柳さん(左)と共に「地域のにぎわいに貢献したい」と意気込む関根さん(中央)、白岩さん(右)

 6日に営業再開した南相馬市小高区在住の作家美里さん(53)の書店「フルハウス」で、相双地区出身の関根颯姫(さつき)さん(20)と白岩奏人(かなと)さん(20)の若者2人が店員として奮闘している。2人とも東日本大震災と東京電力福島第1原発事故の影響で避難生活を経験。住民帰還が進まない小高区で、自身の経験などを生かし「にぎわいに貢献したい」と意気込んでいる。

 関根さんは富岡町の出身。原発事故後はいわき市に避難したが、高校はふたば未来学園高に通った。高校では演劇部に入り、柳さんが作・演出した演劇「静物画」にも出演した。その出会いがきっかけで、営業再開に合わせて書店で働くことを決心した。「柳さんは書店を通して町の復興に携わっている。手助けになれば」と関根さん。「相双地区出身のお客さんと話したり、富岡の良さを語り合ったりしたい」と今後の目標を語る。

 昨年12月からスタッフとして働く大熊町出身の白岩さんもふたば未来学園高の卒業生だ。関根さんと同じように演劇を通じて、柳さんと出会い、書店で働き始めた。まもなく勤め始めてから1年となる。「書店に来店する人は温かい人ばかり。人との触れ合いが楽しい」と振り返る。
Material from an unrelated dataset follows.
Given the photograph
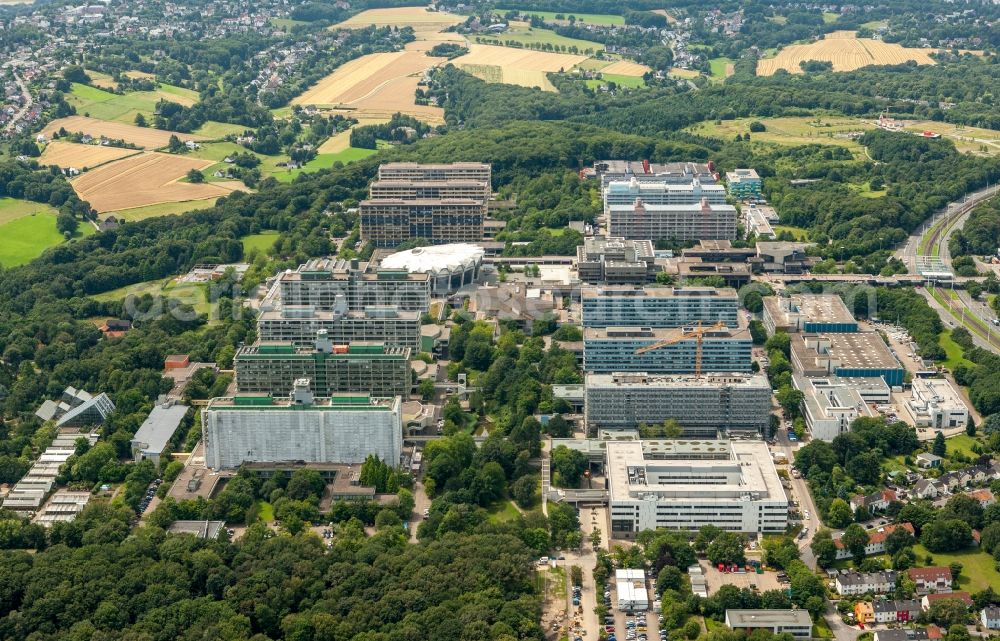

 2人は店員として書店案内を行うほか、パスタやケーキなどカフェメニューの調理も担当する。柳さんは「人が一番求めているのは親密さや接触。料理提供を通した味覚も接触の一つで、(被災した)2人だからこそ、訪れた人に提供できる味覚や伝えられる思いがあるのではないか」と話している。